Archive for Wednesday, July 19, 1995


July 19, 1995


An anti-tax group will mobilize itself to school board meetings this fall.

Nobody has to twist Lawrence resident Tom Scott's arm when it comes to watching his wallet.

After former school board member Tom Murray delivered a speech on school budgets Tuesday night, Scott didn't hesitate to sign up to fight rising taxes.

"I didn't come here tonight to be convinced," he said. "What motivated me to sign up was that in all the time (Murray) sat on the board, he failed to impress another member. Obviously, it takes more than one man. You can't just sit on the sidelines."

Scott was one of 23 people who pledged to attend Lawrence school board meetings beginning in September and scrutinize how its seven members spend taxpayer money. About 10 people will attend Baldwin and Eudora school meetings.

They are members of the Douglas County Property Owners Assn., a growing grassroots group dedicated to reducing property taxes -- from pushing for property valuation reform to voicing concern at local budget hearings.

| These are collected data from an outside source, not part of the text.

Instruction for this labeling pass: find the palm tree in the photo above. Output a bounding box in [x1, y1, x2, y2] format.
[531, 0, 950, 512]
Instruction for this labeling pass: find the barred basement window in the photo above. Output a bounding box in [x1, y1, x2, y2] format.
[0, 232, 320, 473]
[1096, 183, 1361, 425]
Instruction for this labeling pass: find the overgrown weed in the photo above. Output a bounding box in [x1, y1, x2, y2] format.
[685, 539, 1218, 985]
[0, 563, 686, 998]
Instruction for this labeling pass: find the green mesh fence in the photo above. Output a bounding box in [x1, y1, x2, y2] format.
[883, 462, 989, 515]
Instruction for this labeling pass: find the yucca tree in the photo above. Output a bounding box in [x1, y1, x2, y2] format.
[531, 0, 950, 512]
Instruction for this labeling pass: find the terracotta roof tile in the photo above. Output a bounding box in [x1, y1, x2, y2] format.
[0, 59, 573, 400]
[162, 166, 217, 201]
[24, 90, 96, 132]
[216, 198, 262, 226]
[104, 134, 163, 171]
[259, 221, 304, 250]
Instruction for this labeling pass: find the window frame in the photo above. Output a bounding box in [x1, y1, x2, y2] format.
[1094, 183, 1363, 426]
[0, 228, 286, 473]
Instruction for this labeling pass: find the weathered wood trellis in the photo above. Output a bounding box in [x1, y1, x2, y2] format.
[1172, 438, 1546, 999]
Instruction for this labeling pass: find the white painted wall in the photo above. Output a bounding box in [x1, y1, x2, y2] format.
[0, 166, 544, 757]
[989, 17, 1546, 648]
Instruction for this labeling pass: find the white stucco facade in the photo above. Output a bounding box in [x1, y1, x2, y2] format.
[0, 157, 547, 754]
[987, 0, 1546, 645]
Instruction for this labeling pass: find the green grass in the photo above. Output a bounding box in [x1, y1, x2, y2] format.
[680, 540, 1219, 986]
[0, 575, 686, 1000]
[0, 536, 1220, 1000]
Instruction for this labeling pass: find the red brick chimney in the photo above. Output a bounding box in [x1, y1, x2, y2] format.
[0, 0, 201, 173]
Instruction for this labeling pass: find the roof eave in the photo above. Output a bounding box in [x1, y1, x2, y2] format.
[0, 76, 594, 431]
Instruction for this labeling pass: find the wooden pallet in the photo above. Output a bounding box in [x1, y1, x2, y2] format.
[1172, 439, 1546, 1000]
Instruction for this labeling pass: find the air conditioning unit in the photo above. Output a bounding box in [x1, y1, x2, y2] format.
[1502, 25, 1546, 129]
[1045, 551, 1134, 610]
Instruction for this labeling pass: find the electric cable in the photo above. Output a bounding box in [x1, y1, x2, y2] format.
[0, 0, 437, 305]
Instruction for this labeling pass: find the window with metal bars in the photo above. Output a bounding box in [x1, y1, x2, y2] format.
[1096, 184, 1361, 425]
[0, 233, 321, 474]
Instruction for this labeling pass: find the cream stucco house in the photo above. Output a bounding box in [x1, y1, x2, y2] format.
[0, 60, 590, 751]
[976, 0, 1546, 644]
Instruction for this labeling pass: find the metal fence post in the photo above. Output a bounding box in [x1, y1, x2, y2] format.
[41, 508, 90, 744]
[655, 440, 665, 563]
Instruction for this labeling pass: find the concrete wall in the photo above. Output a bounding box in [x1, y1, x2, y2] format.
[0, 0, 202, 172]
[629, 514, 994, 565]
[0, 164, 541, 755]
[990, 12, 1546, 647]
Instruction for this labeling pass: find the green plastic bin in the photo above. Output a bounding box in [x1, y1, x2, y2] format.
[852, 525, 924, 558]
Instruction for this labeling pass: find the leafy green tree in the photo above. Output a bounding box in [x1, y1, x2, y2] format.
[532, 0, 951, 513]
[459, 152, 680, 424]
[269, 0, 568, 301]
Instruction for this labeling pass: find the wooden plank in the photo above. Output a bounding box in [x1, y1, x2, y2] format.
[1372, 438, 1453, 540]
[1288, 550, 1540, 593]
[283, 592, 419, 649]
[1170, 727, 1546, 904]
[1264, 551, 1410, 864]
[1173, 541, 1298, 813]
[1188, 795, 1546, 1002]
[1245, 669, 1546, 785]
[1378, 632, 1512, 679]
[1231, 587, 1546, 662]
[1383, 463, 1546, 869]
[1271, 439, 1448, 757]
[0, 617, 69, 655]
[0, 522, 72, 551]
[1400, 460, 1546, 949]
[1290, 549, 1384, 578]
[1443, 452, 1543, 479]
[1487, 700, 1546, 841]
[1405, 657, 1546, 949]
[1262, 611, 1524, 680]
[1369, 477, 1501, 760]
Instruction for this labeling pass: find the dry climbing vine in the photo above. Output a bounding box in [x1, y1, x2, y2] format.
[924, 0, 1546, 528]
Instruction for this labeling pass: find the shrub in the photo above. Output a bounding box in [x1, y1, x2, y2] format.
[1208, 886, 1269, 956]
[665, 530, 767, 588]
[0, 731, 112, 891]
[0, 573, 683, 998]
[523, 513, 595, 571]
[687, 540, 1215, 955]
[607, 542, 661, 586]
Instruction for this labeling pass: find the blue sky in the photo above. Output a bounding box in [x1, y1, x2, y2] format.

As of Tuesday morning, the group had 171 dues-paying members. More than 200 people, mostly retirees, attended Murray's speech in Building 21 of the Douglas County 4-H Fairgrounds.

Murray compared the school budget in 1967, just after districts in Kansas unified, with the latest draft budget. He said:

  • In 1967, the district spent $3.9 million to educate 8,000 children. In 1995-96, the district will spend $63.4 million to educate 9,350 children.
  • The percentage of expenditures that goes toward teachers has dropped from 77 percent in 1967 to 34 percent next year.
  • Since 1991, the first year Murray served on the board, expenditures have grown by 50 percent, or $22 million. According to district enrollment figures, student population has grown 400 students since then. That works out to $54,000 a student. Murray's term ended June 30.

"I voted against every budget while I was on the board, not because I had a picky quibble with two or three things I didn't like," he said, "but because as a whole, these budgets were and are completely irresponsible, and I mean completely."

Lawrence school board president John Tacha said today that Murray went too far.

"That budget has 2,000 items that could be looked at. Out of those items, I remember two things that Mr. Murray brought to us in the form of cuts," he said.

Most of the budget increase this year would be from teacher salaries -- $1.3 million -- and a voter-approved bond issue for new buildings. Tacha welcomed participation and suggestions from the grassroots group.

"But I don't welcome suggestions that we can just do better, and nobody gives us concrete suggestions," he said.

He said he would have to know more about the numbers Murray cited before commenting on them.

Craig Fiegel, assistant superintendent of administrative services, said his analysis showed that the district dedicated 62 percent of its budget to teachers, not 34 percent. An analysis of administration also shows that there was one fewer central administrative office than there was in 1985.

"You can make figures say probably anything you want figures to say," he said.